This is the third in a series of posts (see previous posts here and here) where I am asking us all to consider reevaluating some of our beliefs surrounding slavery. People everywhere like to make the point that:

“Only one in three southerners held slaves.”

Why do people say that? It’s often a part of some argument designed to downplay the size, impact and effect of slavery, especially at the start of the Civil War. Some slavery apologists in the South even said that slavery was dying out.

And the statement is technically true.

But as usual, the devil is in the details. And the mathematical magic of averaging hides what I believe is the more important picture.

1860 Percentages

The table below shows the percentage of enslaved people in every Southern state in 1860:

1860 Slave Percentages

By 1860, as a percentage, enslaved people were more than half the population in Mississippi and South Carolina.
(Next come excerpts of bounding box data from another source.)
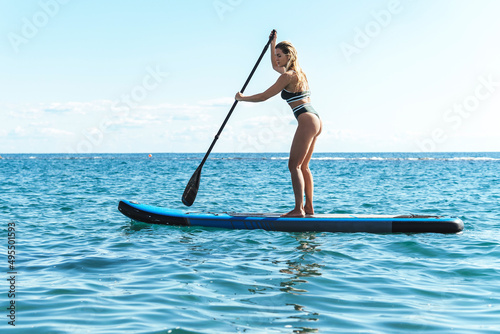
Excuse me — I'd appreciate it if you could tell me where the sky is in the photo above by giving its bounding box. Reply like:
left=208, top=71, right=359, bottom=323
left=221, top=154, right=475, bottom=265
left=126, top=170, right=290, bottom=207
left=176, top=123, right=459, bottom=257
left=0, top=0, right=500, bottom=154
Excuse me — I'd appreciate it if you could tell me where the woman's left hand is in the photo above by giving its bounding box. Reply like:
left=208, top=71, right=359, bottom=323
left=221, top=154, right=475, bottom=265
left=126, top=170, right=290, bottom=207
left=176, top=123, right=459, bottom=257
left=234, top=92, right=243, bottom=101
In Alabama, Florida, Georgia, and Louisiana, slaves made up close to half the population.

The Upper South states of North Carolina, Virginia and Maryland were right around one-third. But those states had long had a surplus of slaves and had been engaged in selling slaves to the deep South for over five decades by 1860.

The Takeaway

It is only when averaged with the smaller slave populations in states like Maryland (12.69%), Delaware (1.60%) and even Missouri (9.72%) that we arrive at the infamous “one-in-three.”
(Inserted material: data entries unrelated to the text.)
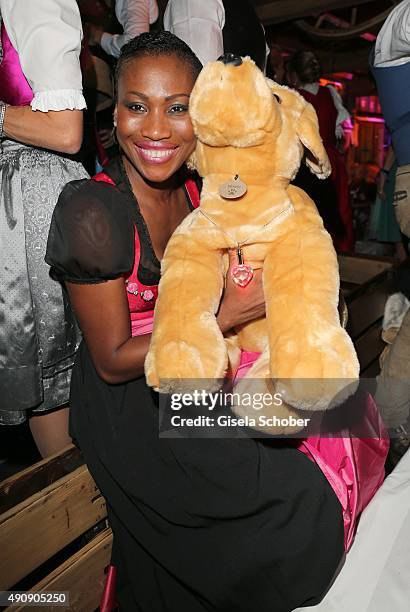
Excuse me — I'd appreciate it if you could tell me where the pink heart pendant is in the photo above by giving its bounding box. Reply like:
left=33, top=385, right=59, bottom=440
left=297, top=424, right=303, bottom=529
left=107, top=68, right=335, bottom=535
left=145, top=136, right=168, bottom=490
left=231, top=264, right=253, bottom=287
We all know that in 1860 it was the Cotton Belt and Deep South states that were the drivers of the slave economy. Let’s not forget about the complicit North.

Thus, in the places that counted, the one-third figure is deceiving and does not tell us what we really need to know. It hides the power and strength of slavery in 1860.

Slavery was growing. Our country had four million slaves in that year. They were worth about $3.5 billion dollars; the largest single financial asset in the economy.

It is that–I would argue–that we really need to know.